Distribution giant, SIG plc, issued a trading update covering Q1 2018 in advance of its Annual General Meeting yesterday and revealed that the UK and Ireland suffered a decline in revenues by more than 4%, however, revenue from its European operations grew 3.8%. Overall SIG group revenues from continuing operations over the period 1 January to 30 April 2018 increased by 2.2%, with currency contributing 2.0% to growth and working days 0.5%.
Like for Like (LFL) revenues were down by 4.4% in the UK & Ireland, with a significant adverse impact from poor weather conditions during February and March. The Exteriors business further suffered from weak market conditions in UK commercial new build and RMI markets, as previously indicated.
The Group’s businesses across Mainland Europe continued to perform well, with LFL revenues up by 3.8% during the period.
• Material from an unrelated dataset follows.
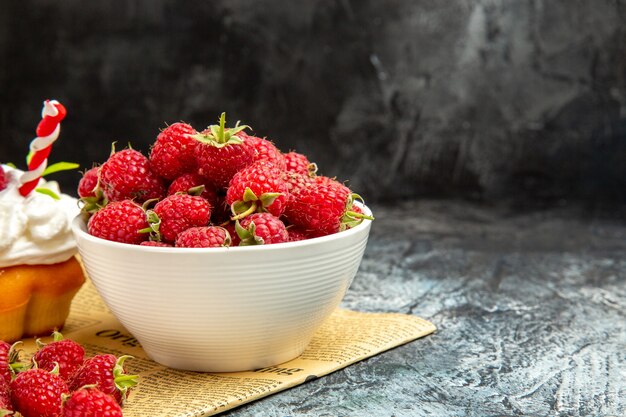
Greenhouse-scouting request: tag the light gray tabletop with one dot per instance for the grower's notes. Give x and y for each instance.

Whilst construction activity in France has been affected by the recent increase in industrial action, and LFL sales in the Group’s Air Handling business are dependent on the phasing of project revenues during the year, growth has remained strong across Germany, the Benelux and particularly Poland.
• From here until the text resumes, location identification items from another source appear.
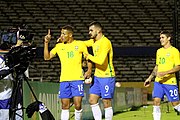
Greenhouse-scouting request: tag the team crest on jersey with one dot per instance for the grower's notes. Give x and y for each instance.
(76, 47)
(168, 54)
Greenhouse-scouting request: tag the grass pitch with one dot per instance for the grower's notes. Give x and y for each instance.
(145, 113)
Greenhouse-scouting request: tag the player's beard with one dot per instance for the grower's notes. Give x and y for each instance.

Trading conditions remain mixed across the Group’s markets, with continued confidence across Mainland Europe and Ireland but ongoing challenges in parts of the UK construction sector.
A Company statement said: “We expect a stronger second half to the year, reflecting both normal seasonality and the benefit of ongoing cost and margin actions coming through in H2. Providing there is no further deterioration in UK market conditions, our expectations for underlying profitability for the full year remain unchanged.”